Claire considered books and television shows she witnessed in which a character was murdered via poison. "Isn't skin irritation another indicator of poison?"
Curious, the Professor examined Alph's irritation, nervous about looking too closely at that particular location. "Are you suggesting someone poisoned his… junior emperor?"
Shrugging, she said, "It's possible, isn't it?"
He smiled at her. "Impressive deduction for an archaeologist. Let's keep it going. The only people who could poison him there would be his wives or concubines. A butler may help him dress but would never be able to touch him. And I can't really imagine a scenario in which his sons would want to."
"Then… Is it a coincidence we have a dead concubine in the other room?"
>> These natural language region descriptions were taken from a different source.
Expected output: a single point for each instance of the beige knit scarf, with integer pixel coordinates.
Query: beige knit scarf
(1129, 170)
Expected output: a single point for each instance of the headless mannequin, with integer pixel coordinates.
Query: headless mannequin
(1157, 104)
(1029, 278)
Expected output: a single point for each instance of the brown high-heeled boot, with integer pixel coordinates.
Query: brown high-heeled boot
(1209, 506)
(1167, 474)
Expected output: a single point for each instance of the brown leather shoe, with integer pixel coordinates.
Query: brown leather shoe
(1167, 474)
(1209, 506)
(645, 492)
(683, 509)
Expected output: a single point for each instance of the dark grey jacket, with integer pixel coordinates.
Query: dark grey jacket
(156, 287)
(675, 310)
The Professor darted back to the side of the autopsied concubine. He immediately examined her wrist with the missing hand. "This is not how she died." Showing the wrist to Claire, he elaborated, "See how there's no blood gathering around the wound? That suggests her hand was cut off post mortem, or after she died."
"I know what post mortem means," she replied while the Professor scanned the concubine with his sonic screwdriver.
"The same traces of poison as Alph. They both died from the same substance."
Claire looked over her shoulder to check for Dr. Asher. He wasn't nearby. Whispering, she asked, "Is Dr. Asher the one responsible for Emperor Alph's murder? He could have cut this concubine's hand off to hide the fact that she died from the same poison as the Emperor."
Suddenly the door behind them slammed shut, and a loud clacking sound suggested it was locked.
The Professor watched the door for a moment before looking to Claire with a clueless expression. "You could be right about him."